Hell, in a small southern town, dredging the pond is always a good bet. Here in Texas, when our ponds start to go short on bass and dead bodies, we re-stock 'em artificially. 

That kind of psychic reading, I can do. Come and tell me there's a murdered hockey player and I say "I hear 'Oh, Canada', I see some ice, some Molson's, a Zamboni, and some guys with bad teeth", and send the sheriff off to check out the leads and dredge the rink.

DVD info from Amazon.

  • Widescreen anamorphic, 1.85:1. 

  • disappointingly few features - a brief making-of piece and a rock video - that's it 

 

Anyway they arrest one of the psychos based on her vision, but then she keeps havin' those movie montage visions with repeatin' phrases, like the psycho's wife sayin' "the ol' slut deserved to die, just a-fuckin' mah man", and every other person in the plot sayin' somethin' 'bout how they wanted to see ol' Katie dead.

In fact, only one guy in town didn't want her dead. Needless to say, he's the one that killed her.

Anyway, it's not a bad flick.

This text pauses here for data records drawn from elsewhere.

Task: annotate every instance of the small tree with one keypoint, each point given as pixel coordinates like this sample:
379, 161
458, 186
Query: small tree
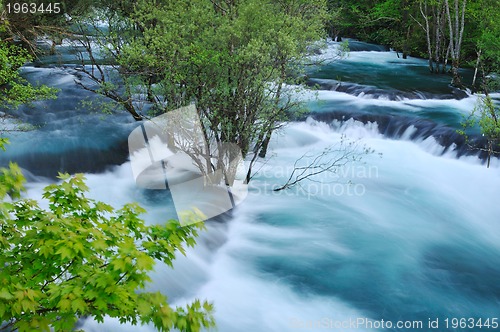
487, 116
83, 258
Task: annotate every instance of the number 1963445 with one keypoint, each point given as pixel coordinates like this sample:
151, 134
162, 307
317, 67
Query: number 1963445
33, 8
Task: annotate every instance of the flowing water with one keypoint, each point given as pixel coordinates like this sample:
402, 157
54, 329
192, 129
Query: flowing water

The script is predictable and especially cliché-ridden, but that's partially balanced off by competent direction, a really good cast headed by Cate Blanchett, and Katie Holmes's breasts.

Did I mention Katie Holmes's breasts? The first shot of Katie's redoubtable hooters comes 00:01:06 into the film - before the credits! Now that's entertainment. Not to mention the director's accurate assessment of a valuable asset.

The Critics Vote

  • General consensus: three stars. Maltin 2.5/4, Berardinelli 3/4, Ebert 3/4, Apollo 81

  • Rotten Tomatoes summary. 68% positive overall, and 67% from the top critics. (As well-reviewed as Chocolat, which was nominated for the "best picture" Oscar)

The People Vote ...

  • With their votes ... IMDB summary: IMDb voters score it 6.8, Apollo users 80/100.
  • With their dollars ... although it performed in the range of weak/moderate at the box office, with only $12 million gross compared to a $10 million budget, it's expected to become a hit on home video. Guess why? Two reasons, both attached to Katie. It did better in England with about six million dollars gross (roughly equal to a thirty million US gross, given the population difference)
My guideline: A means the movie is so good it will appeal to you even if you hate the genre. B means the movie is not good enough to win you over if you hate the genre, but is good enough to do so if you have an open mind about this type of film. C means it will only appeal to genre addicts, and has no crossover appeal. D means you'll hate it even if you like the genre. E means that you'll hate it even if you love the genre. F means that the film is not only unappealing across-the-board, but technically inept as well.

Based on this description, this film is a C+, except for Katie's breasts, which score an A. Of course, given a solid genre film and Katie's breasts, I reckon you'll want to see it if you have a normal testosterone level. Tuna says "I award B-, agreeing with Ebert and Berardinelli. The film works as a thriller, Sci Fi, and character driven drama."